Before I had children, I used to be every mother’s toughest critic. I remember I would calmly and confidently ask my aunt why she allows her little daughter, who was a preschooler at the time, to climb into her bed in the middle of the night. My question was not only because of curiosity, but it clearly had a tone of disagreement with her actions. Or I would wonder why a close family friend would always pick up and lovingly hold their child EVERY SINGLE TIME the child cried. That would go on my nerves because I could just foresee that child turning into an emotionally weak individual many years from then. And when I vocalized my disagreement to the parent or to those close by, I would wonder why they would just return it with a tired smile and change the topic.
I felt that I had a perspective on the child’s life and experiences that the parent was simply unable to see, and hence I justified my incessant judgments of how the child was being raised. Of course, my criticism was mostly of those I loved and cared for deeply; I just wanted what was best for the child and the parent, and I could not understand why some of the parents’ behaviors were left unseen by everyone but me.
I was so adamant about my opinion on child rearing, that I had made up my mind that I would never give in to my child’s request for junk food, I would never let my child sleep in my bed, and I would never give in to my child’s fake cries, lest these actions would destroy my child’s future character forever.
I remember one day I was out for dinner with some girlfriends and the family next to us had two small children who were quite restless and loud, but suddenly were quiet as a mouse. I looked over and cringed: the parents were playing a cartoon on their cell phone for the kids to watch while they ate and tried to have a simple conversation. I remember I came home to my fiancée and made such a big fuss about it. We had a very confident conversation making promises to never let our yet-to-be-born children do that.
Fast forward 6 years.
Yup, you guessed it!
At least once or twice a week, 3.5 year old Sophia is heard running as fast as she can in the middle of the night to our bedroom. She climbs in, we welcome her with open arms, and she spends the rest of the night with us.

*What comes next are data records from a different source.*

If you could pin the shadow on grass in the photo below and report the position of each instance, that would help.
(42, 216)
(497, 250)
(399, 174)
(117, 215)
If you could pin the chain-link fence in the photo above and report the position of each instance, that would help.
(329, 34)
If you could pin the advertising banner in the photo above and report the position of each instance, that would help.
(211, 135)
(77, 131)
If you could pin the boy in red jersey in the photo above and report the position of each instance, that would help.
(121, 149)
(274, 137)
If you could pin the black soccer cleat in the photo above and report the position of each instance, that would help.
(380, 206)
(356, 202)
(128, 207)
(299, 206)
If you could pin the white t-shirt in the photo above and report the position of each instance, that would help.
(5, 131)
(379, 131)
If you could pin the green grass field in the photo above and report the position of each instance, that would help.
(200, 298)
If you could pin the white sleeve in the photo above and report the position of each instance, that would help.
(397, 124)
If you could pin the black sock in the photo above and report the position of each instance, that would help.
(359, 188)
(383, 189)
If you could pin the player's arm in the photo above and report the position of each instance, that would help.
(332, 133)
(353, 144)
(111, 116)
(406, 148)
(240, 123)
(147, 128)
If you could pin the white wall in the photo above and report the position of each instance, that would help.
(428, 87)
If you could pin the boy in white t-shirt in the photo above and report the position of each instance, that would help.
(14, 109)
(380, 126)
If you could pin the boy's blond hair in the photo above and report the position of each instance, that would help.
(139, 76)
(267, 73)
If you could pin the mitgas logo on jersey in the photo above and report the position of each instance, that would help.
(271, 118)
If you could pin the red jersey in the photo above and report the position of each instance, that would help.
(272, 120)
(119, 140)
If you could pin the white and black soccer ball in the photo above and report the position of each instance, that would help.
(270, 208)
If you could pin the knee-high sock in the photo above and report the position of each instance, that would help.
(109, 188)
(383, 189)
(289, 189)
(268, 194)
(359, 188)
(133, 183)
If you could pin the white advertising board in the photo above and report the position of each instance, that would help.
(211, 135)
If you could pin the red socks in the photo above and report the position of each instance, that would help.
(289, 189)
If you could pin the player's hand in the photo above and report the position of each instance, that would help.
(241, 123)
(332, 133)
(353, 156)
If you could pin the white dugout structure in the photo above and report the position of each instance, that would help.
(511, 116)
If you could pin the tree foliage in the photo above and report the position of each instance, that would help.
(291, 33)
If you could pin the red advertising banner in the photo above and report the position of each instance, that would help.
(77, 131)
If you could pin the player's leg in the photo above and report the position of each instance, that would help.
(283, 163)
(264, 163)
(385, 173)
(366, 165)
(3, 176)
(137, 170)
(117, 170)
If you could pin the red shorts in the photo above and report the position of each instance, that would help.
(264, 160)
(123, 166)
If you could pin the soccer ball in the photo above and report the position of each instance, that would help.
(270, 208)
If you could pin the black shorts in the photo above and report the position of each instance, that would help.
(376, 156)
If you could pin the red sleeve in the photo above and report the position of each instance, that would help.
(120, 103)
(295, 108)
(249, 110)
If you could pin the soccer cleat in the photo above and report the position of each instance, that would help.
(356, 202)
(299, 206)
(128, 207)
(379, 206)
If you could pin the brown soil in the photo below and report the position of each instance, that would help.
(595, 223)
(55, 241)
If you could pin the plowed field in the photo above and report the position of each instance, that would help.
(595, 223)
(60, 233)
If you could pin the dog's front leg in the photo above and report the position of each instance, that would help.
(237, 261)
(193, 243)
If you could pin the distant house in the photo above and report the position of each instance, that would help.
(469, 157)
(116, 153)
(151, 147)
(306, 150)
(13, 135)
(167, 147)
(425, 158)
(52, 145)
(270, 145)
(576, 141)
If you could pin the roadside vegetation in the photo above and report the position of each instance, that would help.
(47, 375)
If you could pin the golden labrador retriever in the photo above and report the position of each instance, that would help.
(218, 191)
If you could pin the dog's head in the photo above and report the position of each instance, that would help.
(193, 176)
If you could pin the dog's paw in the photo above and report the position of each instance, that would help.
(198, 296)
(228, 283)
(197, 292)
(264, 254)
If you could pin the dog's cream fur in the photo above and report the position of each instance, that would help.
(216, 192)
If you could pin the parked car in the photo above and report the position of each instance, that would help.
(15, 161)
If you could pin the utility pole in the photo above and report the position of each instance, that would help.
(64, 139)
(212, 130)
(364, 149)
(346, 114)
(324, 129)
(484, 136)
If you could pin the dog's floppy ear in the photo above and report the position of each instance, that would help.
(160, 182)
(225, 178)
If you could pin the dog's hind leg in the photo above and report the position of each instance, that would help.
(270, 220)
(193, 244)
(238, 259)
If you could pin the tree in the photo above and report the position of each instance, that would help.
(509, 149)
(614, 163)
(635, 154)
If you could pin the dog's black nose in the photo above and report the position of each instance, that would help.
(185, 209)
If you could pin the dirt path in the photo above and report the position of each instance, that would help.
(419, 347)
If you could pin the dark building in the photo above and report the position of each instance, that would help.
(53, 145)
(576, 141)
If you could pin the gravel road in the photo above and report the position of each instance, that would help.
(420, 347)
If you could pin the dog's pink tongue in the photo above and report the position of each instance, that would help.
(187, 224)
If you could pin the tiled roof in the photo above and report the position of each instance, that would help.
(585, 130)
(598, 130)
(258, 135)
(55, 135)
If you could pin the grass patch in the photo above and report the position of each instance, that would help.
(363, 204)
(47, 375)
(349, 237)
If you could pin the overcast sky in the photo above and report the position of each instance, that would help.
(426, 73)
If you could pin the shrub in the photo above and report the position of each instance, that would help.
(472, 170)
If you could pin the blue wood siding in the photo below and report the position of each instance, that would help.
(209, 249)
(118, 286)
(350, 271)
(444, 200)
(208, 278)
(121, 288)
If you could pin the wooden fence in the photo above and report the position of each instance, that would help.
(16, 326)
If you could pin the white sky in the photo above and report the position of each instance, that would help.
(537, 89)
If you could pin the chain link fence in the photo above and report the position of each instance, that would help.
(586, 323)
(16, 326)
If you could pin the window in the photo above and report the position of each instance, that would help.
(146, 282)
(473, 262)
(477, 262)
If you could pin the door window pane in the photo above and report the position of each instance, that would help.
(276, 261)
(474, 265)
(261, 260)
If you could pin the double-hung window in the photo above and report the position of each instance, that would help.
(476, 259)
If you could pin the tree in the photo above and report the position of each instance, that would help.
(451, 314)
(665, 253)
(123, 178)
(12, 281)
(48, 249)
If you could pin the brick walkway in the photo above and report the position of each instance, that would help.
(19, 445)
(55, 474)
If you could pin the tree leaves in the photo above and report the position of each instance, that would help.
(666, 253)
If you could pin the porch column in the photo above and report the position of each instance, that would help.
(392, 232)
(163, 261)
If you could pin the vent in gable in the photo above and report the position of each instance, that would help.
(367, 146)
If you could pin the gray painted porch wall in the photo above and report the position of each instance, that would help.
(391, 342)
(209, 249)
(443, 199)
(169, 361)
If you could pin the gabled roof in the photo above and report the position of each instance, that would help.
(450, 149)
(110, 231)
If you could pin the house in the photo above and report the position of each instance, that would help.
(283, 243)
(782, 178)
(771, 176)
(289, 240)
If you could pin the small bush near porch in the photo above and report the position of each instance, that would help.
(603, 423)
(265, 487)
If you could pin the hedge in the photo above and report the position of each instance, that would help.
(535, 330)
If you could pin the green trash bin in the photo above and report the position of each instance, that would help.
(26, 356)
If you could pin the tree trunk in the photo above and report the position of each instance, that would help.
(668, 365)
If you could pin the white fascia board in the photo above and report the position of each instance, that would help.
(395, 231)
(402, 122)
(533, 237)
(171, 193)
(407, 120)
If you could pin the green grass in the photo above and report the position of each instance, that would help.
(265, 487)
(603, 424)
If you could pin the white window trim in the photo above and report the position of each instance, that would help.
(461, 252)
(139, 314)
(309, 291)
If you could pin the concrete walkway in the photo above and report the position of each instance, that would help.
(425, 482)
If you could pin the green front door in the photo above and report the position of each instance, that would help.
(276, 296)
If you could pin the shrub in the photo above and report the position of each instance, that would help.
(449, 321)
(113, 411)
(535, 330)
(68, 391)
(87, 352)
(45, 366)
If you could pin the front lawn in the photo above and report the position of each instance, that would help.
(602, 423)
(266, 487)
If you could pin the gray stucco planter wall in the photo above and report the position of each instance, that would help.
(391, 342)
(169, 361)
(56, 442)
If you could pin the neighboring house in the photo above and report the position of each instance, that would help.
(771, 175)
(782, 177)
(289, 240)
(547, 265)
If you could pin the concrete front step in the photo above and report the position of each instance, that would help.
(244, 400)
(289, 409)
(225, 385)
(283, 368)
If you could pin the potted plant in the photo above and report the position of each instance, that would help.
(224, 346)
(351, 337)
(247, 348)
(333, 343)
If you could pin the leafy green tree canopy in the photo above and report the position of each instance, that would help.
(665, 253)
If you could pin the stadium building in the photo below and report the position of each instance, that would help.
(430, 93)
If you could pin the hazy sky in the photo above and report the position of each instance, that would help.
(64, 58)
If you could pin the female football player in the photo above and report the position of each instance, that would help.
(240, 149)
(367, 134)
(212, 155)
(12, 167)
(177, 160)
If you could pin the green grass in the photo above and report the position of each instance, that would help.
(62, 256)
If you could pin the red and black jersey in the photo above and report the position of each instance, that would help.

Similarly, little 21 month old Isabella wakes up around 4 or 5 am, and refuses to be put back in her own bed. And yes these visits to mom and dad’s bed often times coincide, and one of us can be found at the edge of the bed, while the other is sleeping perpendicular at the bottom of the bed. Oh and let me tell you, even a Cal-King bed is not big enough for this!
And guess what I do when either of them throws a temper tantrum? I get close and I offer a warm loving hug. It never fails and always calms them down. Then I try to discuss what just occurred that set them off. Now that I have two children, I am often seen holding both of them simultaneously, and with equal love and affection, especially after there’s been a “situation” of conflict. Sometimes, those around me insist on taking one of my daughters away from the “situation” and out of my arms; I ALWAYS REFUSE. If my daughters are able to find peace in their mother’s bosom, why would I deny them that?
One morning at preschool drop-off, Sophia had an emotional episode of separation anxiety and my eyes were full of tears because I didn’t want to leave her crying first thing in the morning. I stayed with her for almost 45 minutes, and then her teacher gave me the cue to say goodbye. I couldn’t hold back the tears. Her teacher said, “if it’s any consolation, this is an indication that she has healthy attachment to you and that she will not end up in an abusive relationship.”
And if you do run into my family at a restaurant on a weekend for lunch, don’t be surprised to see crayons and food scattered across the table, while our daughters are quietly watching a Dr. Seuss book being read to them on our phones. My husband and I are probably starving and trying to get at least a mini conversation in while we chow down on our meal. I used to look around the first few times we took out the phones as entertainment, and I used to wonder how many people around us were judging me. Now, I don’t care! If anything, I remember myself back in the days, and I smile with amusement at my innocent judgmental ignorance.
My husband and I often laugh about our prior childless selves, while we pour our second cup of french press coffee on a typical Sunday morning, following a sleepless night. We laugh because everything about our decision to welcome our young little angels into the comfort of our bed was justified. We laugh because we see the joy in our daughters’ faces as they play lovingly together and we know that as soon as we tell them that it’s time to go potty, or wash their hands for lunch or whatever else, at least one of them will throw herself on the ground in disagreement. And one of us will pick her up and embrace her until she calms down.
So, to all of you out there who do not have children, I have one request: please don’t judge me. In the same way that I shall never allow myself to judge you or your lifestyle choices, I sincerely ask that you don’t frown upon my parenting-style. I used to be in your shoes and I used to judge; and now I am the one who will simply return a tired smile to anyone who has an opinion about my parenting.